Loading a fine tuned Seq2Seq MarianMT model gives wrong predictions

Closed this issue · 3 comments

i initialized and trained the following model:

model = Seq2SeqModel(
    encoder_decoder_type="marian",
    encoder_decoder_name="Helsinki-NLP/opus-mt-en-mul",
    args=model_args,
    use_cuda=True,
)

After training, model.predict(['this is a test']) gives me desired output.
However, when I loaded back this model to make prediction.
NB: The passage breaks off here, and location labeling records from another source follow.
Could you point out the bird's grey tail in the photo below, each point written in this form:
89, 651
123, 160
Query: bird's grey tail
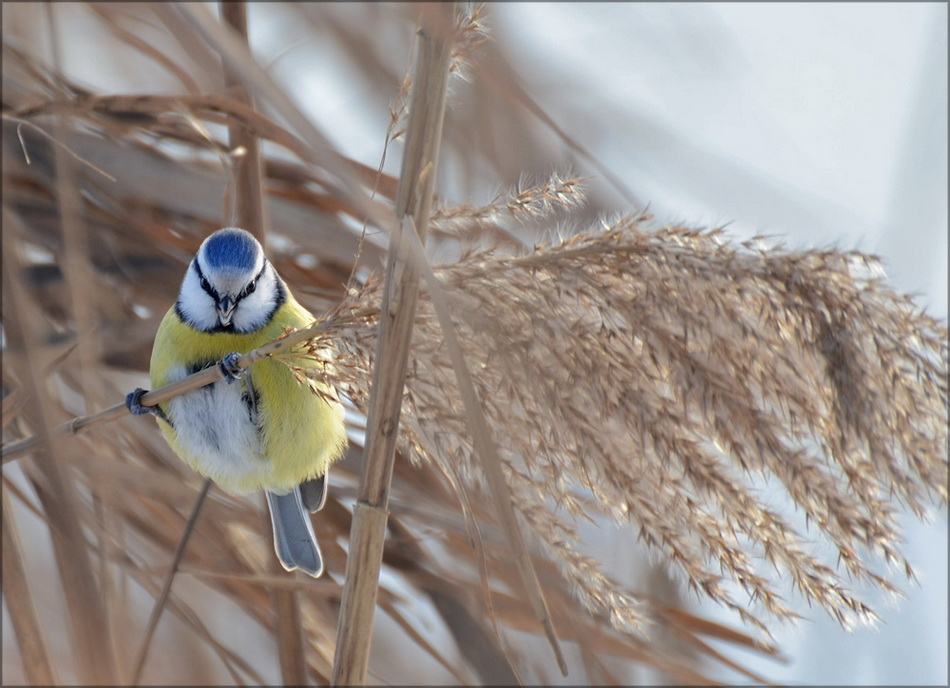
294, 541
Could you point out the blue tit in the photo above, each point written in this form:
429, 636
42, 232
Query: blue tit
260, 428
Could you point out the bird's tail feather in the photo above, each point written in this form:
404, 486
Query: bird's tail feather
294, 540
314, 492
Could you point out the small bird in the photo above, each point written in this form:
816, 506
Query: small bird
258, 428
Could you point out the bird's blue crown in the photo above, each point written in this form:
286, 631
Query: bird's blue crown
231, 248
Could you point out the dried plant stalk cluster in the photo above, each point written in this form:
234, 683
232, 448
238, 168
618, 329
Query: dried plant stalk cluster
657, 371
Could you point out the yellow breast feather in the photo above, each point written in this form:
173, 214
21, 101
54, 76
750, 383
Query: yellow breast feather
304, 433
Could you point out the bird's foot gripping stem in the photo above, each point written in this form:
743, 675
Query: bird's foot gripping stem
230, 368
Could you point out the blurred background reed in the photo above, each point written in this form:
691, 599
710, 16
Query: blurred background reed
116, 166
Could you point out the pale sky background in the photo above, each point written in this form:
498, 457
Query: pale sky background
823, 123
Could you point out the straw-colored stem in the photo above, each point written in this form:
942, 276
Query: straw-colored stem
14, 450
413, 208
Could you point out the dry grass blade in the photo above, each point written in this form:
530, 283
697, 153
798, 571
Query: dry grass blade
16, 591
167, 585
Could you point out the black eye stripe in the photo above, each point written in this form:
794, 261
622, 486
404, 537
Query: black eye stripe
203, 281
206, 285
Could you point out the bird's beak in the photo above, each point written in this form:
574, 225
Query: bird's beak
226, 310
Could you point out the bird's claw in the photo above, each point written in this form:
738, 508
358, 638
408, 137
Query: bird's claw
230, 367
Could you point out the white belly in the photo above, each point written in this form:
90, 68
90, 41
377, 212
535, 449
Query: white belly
215, 426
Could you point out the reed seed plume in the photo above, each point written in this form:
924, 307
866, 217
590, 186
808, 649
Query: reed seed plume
660, 371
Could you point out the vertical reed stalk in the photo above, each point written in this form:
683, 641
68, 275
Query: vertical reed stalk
413, 208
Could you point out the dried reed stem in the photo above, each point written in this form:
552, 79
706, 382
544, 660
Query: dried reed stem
413, 208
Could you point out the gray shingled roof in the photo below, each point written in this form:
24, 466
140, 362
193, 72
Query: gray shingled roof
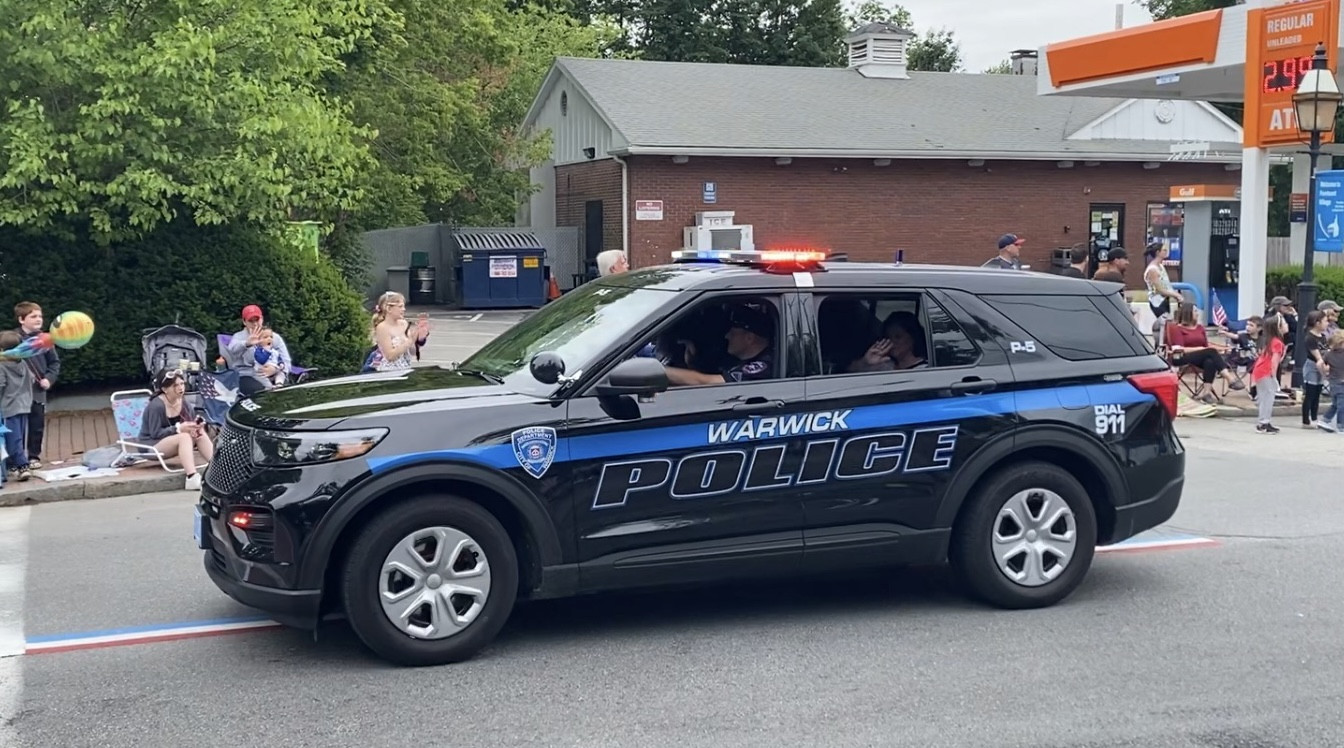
672, 105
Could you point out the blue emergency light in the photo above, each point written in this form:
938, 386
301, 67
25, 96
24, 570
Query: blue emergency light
776, 261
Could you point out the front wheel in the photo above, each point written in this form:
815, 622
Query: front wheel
1027, 537
430, 582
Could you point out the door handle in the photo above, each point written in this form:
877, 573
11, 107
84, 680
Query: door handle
972, 386
757, 404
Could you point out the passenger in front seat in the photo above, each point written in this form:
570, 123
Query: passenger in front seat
750, 337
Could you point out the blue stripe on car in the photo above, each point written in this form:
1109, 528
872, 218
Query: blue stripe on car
672, 438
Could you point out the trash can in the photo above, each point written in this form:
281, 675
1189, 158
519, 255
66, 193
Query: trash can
399, 279
500, 270
422, 286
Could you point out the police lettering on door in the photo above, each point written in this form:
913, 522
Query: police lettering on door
820, 447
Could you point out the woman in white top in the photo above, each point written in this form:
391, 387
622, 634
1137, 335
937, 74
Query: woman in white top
1161, 296
391, 333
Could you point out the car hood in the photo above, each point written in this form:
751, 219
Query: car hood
325, 403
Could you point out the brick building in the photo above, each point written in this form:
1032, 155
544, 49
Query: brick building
863, 160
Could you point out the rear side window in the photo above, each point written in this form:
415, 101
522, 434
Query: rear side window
1079, 328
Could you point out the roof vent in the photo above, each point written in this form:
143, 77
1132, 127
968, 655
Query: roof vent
1023, 62
878, 50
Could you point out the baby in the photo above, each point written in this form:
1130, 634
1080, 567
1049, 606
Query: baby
265, 353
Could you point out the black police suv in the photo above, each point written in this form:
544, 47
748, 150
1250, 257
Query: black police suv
729, 415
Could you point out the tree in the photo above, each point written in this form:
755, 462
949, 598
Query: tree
930, 51
934, 51
122, 114
446, 87
1163, 10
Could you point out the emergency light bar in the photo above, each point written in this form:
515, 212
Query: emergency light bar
778, 261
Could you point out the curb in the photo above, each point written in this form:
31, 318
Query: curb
93, 488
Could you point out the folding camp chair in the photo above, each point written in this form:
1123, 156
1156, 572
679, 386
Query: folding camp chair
128, 408
296, 372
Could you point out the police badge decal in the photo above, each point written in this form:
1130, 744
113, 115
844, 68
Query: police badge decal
535, 449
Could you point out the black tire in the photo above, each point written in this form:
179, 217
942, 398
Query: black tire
360, 580
972, 555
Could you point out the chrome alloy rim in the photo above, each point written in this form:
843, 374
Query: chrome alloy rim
434, 583
1035, 536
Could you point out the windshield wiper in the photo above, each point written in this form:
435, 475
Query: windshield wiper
487, 376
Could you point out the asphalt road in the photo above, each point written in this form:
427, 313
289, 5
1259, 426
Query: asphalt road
1233, 645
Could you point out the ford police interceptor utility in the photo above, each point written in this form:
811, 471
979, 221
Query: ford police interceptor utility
729, 415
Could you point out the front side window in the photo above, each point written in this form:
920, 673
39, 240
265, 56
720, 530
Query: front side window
722, 340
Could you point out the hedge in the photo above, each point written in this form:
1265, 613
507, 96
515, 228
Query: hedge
198, 277
1282, 281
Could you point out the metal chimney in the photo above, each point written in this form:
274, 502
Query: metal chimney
1023, 62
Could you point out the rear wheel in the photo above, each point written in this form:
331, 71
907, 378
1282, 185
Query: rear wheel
1027, 537
430, 582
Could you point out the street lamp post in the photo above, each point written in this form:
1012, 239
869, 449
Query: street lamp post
1316, 102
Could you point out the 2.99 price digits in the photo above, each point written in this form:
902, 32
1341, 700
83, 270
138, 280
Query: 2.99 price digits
1285, 74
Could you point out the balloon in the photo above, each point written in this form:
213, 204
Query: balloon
71, 329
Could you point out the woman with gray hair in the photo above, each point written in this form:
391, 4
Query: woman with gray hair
610, 262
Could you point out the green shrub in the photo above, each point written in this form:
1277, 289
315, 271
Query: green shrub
198, 277
1282, 281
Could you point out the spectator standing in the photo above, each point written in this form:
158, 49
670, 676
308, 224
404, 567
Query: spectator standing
1313, 368
15, 403
1332, 317
46, 368
1010, 253
254, 378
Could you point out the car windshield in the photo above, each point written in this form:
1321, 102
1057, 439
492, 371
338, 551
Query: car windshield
578, 326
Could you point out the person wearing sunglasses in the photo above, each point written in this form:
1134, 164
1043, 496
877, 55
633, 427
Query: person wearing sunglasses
171, 426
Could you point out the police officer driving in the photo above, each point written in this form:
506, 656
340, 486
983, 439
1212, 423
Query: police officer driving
750, 335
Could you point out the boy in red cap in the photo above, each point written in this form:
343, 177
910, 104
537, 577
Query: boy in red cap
253, 379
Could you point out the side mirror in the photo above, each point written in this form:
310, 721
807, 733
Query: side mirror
547, 367
636, 376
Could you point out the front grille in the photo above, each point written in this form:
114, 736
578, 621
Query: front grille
233, 461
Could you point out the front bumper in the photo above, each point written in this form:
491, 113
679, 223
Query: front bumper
292, 607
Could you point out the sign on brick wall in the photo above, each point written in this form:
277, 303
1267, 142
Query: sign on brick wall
648, 210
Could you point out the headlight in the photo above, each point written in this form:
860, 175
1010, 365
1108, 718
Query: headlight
282, 449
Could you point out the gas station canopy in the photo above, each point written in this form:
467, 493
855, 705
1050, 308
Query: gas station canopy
1203, 57
1254, 53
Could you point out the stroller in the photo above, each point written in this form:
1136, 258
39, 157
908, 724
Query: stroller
175, 347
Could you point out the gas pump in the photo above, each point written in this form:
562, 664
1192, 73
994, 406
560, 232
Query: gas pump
1210, 241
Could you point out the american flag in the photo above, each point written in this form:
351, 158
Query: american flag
1219, 313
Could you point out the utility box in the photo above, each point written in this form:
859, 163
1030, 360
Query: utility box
399, 281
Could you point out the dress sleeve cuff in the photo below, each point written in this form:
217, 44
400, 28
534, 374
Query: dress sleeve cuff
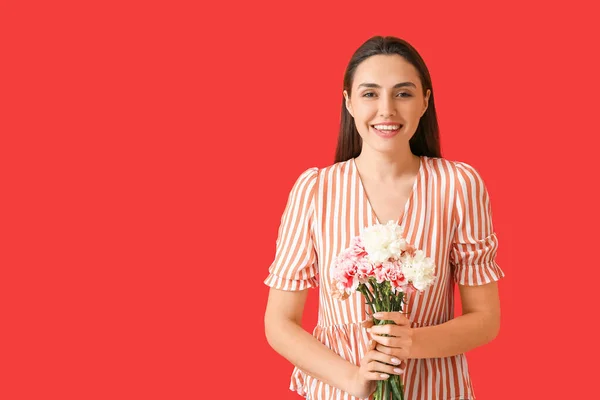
278, 282
475, 275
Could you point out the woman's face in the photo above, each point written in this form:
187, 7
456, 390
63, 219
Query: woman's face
387, 102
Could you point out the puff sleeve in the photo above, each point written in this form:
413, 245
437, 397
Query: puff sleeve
295, 266
473, 251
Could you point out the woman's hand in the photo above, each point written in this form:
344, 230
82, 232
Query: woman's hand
399, 342
374, 367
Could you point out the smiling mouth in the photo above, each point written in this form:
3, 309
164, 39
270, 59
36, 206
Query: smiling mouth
387, 131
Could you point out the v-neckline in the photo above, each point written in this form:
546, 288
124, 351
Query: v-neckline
409, 199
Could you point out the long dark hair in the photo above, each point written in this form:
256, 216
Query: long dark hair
426, 140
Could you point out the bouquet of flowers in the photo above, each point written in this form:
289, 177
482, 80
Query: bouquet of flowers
384, 268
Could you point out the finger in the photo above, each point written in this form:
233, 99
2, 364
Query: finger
398, 352
367, 323
376, 376
391, 341
391, 330
381, 368
374, 355
396, 316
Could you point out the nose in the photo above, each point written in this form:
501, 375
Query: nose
386, 107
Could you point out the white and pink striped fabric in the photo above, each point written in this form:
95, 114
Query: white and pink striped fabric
448, 215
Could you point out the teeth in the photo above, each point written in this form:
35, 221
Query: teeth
387, 127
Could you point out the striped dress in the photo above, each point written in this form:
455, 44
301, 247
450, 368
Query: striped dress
447, 215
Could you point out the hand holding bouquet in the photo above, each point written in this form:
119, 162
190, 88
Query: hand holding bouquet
382, 266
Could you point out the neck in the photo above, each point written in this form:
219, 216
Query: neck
385, 166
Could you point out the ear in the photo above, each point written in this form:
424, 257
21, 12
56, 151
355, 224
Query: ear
348, 103
426, 101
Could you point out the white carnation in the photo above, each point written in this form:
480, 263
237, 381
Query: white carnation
383, 242
419, 270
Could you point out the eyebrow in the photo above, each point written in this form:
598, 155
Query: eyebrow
397, 85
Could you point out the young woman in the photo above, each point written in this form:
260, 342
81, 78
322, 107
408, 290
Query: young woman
388, 166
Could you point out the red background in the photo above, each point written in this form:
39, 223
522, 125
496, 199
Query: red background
148, 150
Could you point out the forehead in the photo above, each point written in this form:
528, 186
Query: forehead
386, 70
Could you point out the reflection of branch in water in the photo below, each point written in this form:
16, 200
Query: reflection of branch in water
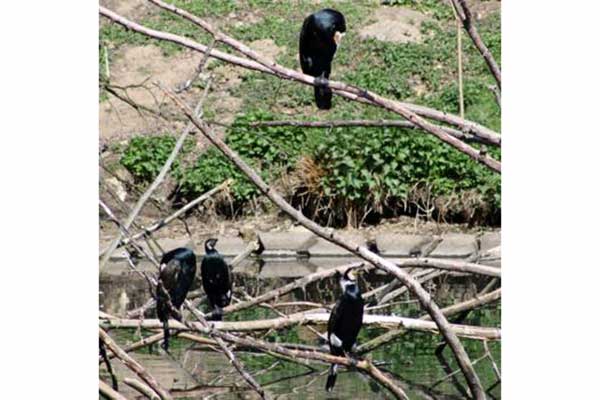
424, 390
289, 378
439, 353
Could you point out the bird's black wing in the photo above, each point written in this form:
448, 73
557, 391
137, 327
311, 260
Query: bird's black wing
169, 274
335, 319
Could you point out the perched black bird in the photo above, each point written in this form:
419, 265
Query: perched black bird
177, 272
345, 322
319, 38
216, 279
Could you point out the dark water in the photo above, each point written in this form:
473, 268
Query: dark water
195, 372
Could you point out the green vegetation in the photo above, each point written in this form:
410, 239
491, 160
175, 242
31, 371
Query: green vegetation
360, 172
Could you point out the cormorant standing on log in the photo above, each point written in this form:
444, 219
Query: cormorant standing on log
320, 36
177, 272
345, 322
216, 279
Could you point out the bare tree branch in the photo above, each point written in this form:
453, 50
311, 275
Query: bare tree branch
466, 137
409, 112
134, 366
467, 20
313, 318
109, 392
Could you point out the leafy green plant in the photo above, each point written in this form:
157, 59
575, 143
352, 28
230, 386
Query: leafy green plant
145, 155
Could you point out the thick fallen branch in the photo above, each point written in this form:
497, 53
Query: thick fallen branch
470, 304
175, 312
228, 353
495, 141
409, 112
482, 298
451, 265
167, 220
298, 283
109, 392
467, 20
155, 184
143, 389
134, 366
313, 318
361, 251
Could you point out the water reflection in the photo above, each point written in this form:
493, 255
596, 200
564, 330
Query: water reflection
416, 361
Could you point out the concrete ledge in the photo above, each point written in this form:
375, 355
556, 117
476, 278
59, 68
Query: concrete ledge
280, 244
456, 245
286, 269
324, 248
489, 240
400, 245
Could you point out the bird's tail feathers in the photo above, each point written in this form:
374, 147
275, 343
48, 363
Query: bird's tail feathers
331, 378
166, 335
323, 96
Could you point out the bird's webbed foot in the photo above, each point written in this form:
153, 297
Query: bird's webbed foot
321, 81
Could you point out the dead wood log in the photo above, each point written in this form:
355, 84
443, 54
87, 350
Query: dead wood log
155, 184
167, 220
311, 318
143, 389
134, 366
466, 137
109, 392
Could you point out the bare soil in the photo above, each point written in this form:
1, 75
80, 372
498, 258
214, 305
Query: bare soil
395, 24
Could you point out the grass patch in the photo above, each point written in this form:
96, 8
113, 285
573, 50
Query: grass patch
355, 172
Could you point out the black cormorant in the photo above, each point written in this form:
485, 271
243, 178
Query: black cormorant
216, 279
345, 322
319, 38
177, 272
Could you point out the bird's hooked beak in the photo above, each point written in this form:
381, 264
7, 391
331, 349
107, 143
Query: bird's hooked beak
337, 37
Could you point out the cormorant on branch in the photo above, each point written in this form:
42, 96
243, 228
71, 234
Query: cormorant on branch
320, 36
216, 279
344, 323
177, 273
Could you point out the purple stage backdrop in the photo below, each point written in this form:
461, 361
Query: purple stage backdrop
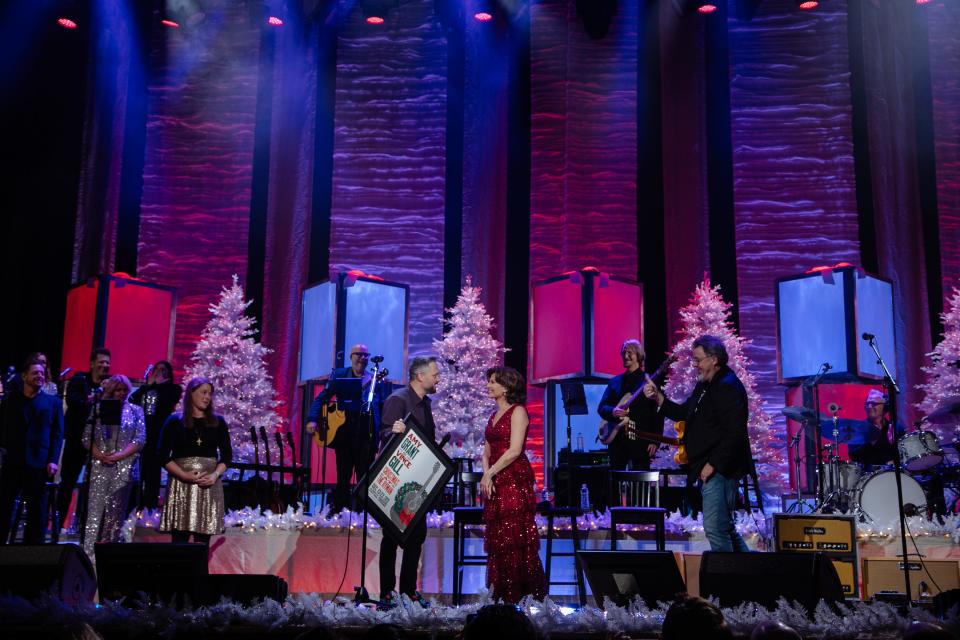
794, 182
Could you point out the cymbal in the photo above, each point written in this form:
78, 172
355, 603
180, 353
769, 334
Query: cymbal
800, 414
946, 413
854, 432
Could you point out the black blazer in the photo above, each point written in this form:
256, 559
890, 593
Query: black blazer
716, 425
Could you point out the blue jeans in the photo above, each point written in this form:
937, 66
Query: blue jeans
719, 500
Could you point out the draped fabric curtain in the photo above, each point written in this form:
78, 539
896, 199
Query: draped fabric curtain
890, 117
289, 207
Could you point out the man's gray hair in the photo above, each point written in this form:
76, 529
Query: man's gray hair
712, 346
419, 363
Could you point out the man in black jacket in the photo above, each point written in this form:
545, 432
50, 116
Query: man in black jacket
625, 447
352, 442
31, 433
718, 446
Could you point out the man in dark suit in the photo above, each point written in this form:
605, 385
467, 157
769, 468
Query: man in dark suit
31, 432
353, 451
625, 448
718, 446
411, 402
81, 395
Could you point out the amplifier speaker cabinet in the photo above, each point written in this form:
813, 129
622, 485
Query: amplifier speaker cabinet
885, 575
816, 533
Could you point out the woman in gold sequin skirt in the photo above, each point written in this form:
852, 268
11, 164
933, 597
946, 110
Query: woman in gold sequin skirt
114, 462
195, 450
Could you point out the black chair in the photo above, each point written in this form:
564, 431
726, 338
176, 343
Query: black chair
572, 513
462, 517
748, 482
638, 495
53, 514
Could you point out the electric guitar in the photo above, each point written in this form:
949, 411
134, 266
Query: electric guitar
334, 417
608, 430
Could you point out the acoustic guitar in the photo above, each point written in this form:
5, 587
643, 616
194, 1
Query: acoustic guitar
334, 417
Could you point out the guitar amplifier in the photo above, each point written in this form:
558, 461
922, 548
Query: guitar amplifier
815, 533
885, 575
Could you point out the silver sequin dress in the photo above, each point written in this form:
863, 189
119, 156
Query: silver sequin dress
110, 485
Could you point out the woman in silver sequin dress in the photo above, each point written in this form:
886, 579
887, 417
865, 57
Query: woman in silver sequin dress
114, 471
195, 450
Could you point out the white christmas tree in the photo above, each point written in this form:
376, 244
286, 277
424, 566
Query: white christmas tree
709, 314
228, 355
461, 406
942, 374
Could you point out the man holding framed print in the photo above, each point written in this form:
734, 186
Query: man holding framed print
409, 403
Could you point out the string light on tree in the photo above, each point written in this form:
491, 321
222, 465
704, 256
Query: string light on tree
229, 355
461, 406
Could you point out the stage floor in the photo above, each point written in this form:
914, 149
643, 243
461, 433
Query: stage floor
315, 560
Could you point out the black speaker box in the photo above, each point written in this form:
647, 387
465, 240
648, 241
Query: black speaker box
734, 578
61, 569
622, 575
245, 589
163, 572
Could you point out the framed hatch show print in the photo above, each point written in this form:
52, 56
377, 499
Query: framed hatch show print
406, 480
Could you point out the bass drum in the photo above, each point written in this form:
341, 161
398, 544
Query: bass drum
875, 498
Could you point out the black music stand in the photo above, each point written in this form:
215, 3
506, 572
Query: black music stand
574, 404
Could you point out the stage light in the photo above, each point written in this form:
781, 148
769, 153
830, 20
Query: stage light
375, 11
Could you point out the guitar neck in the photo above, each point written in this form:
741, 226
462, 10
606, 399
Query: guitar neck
656, 437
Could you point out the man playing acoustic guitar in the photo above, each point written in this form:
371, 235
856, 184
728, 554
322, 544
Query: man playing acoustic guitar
623, 418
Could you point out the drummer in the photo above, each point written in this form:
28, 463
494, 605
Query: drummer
876, 447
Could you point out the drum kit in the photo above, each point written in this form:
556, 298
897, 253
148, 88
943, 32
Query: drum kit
850, 487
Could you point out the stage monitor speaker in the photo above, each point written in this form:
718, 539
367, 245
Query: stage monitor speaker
763, 578
885, 575
621, 575
162, 572
63, 570
245, 589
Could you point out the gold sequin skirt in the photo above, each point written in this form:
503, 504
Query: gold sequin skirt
190, 507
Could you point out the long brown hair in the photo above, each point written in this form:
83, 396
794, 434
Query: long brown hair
209, 420
512, 380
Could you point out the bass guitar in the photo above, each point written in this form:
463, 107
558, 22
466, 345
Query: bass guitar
609, 430
334, 417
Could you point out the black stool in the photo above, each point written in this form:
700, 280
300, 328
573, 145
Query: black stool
53, 513
463, 516
572, 513
655, 516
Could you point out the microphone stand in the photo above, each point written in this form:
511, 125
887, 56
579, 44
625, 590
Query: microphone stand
818, 431
892, 392
362, 595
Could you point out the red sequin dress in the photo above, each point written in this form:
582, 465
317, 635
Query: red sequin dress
512, 541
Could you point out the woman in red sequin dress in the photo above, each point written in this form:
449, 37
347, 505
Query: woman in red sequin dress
512, 542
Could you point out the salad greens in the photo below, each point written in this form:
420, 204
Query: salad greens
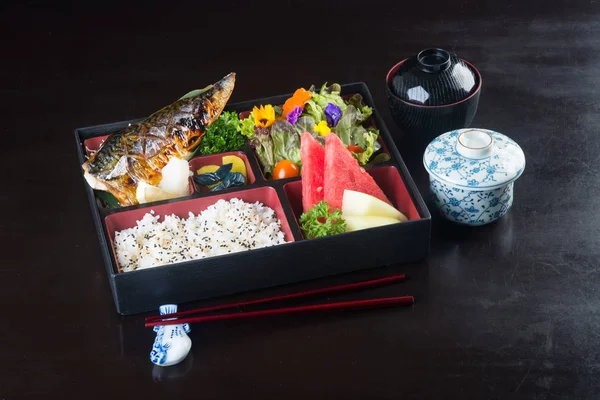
319, 221
274, 131
222, 135
286, 142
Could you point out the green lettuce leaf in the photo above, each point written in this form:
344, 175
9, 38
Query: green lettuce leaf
329, 94
305, 124
346, 124
262, 143
286, 142
246, 126
366, 139
313, 110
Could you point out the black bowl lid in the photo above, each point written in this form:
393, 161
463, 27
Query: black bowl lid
434, 77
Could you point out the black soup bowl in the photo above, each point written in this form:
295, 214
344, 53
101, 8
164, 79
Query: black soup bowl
432, 93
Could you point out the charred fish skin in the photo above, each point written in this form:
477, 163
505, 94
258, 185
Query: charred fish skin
139, 151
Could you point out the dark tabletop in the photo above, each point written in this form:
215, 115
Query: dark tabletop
508, 310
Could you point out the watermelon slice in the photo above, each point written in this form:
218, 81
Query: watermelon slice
313, 167
342, 171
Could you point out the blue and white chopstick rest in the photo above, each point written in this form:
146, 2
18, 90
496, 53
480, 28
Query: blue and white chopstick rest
172, 344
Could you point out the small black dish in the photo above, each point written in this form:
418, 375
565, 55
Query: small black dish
431, 93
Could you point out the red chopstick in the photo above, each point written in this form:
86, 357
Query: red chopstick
331, 289
344, 305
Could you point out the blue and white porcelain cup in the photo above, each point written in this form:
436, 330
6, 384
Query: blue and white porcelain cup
472, 174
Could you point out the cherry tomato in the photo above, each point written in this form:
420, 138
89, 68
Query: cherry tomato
355, 149
285, 169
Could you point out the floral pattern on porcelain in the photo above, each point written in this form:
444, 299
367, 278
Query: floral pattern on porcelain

The output is off:

from transformers import MarianMTModel
my_model = MarianMTModel.from_pretrained('outputs/best_model')

translated = my_model.generate(**tokenizer(['this is a test'], return_tensors="pt", padding=True))
[tokenizer.decode(t, skip_special_tokens=True) for t in translated]

Anything i missed?

Do you get any warnings when you reload the model? (Set up logging if you haven't: logging.basicConfig(level=logging.INFO))

Does it work as expected if you reload the model with Simple Transformers and use model.predict()?

Do you get any warnings when you reload the model? (Set up logging if you haven't: logging.basicConfig(level=logging.INFO))

Does it work as expected if you reload the model with Simple Transformers and use model.predict()?

I did get the warning saying that not all weights are initialized when loading the model using MarianMTModel.from_pretrained('outputs/best_model').
Could you say a bit more about how to reload the model (PATH='outputs/best_model/') with Simple Transformer (I assume it will be using Seq2SeqModel)? Is Seq2SeqModel.from_pretrained(<PATH>) supported?

To load with ST, you'd do:

model = Seq2SeqModel(
    encoder_decoder_type="marian",
    encoder_decoder_name="<PATH>",
    args=model_args,
    use_cuda=True,
)

In theory, Seq2SeqModel.from_pretrained(<PATH>) is also supported since ST uses a Huggingface model under the hood. I don't remember this exactly, but maybe Marian encoder-decoder models are a special case where this doesn't work (due to how the encoder and the decoder are set up).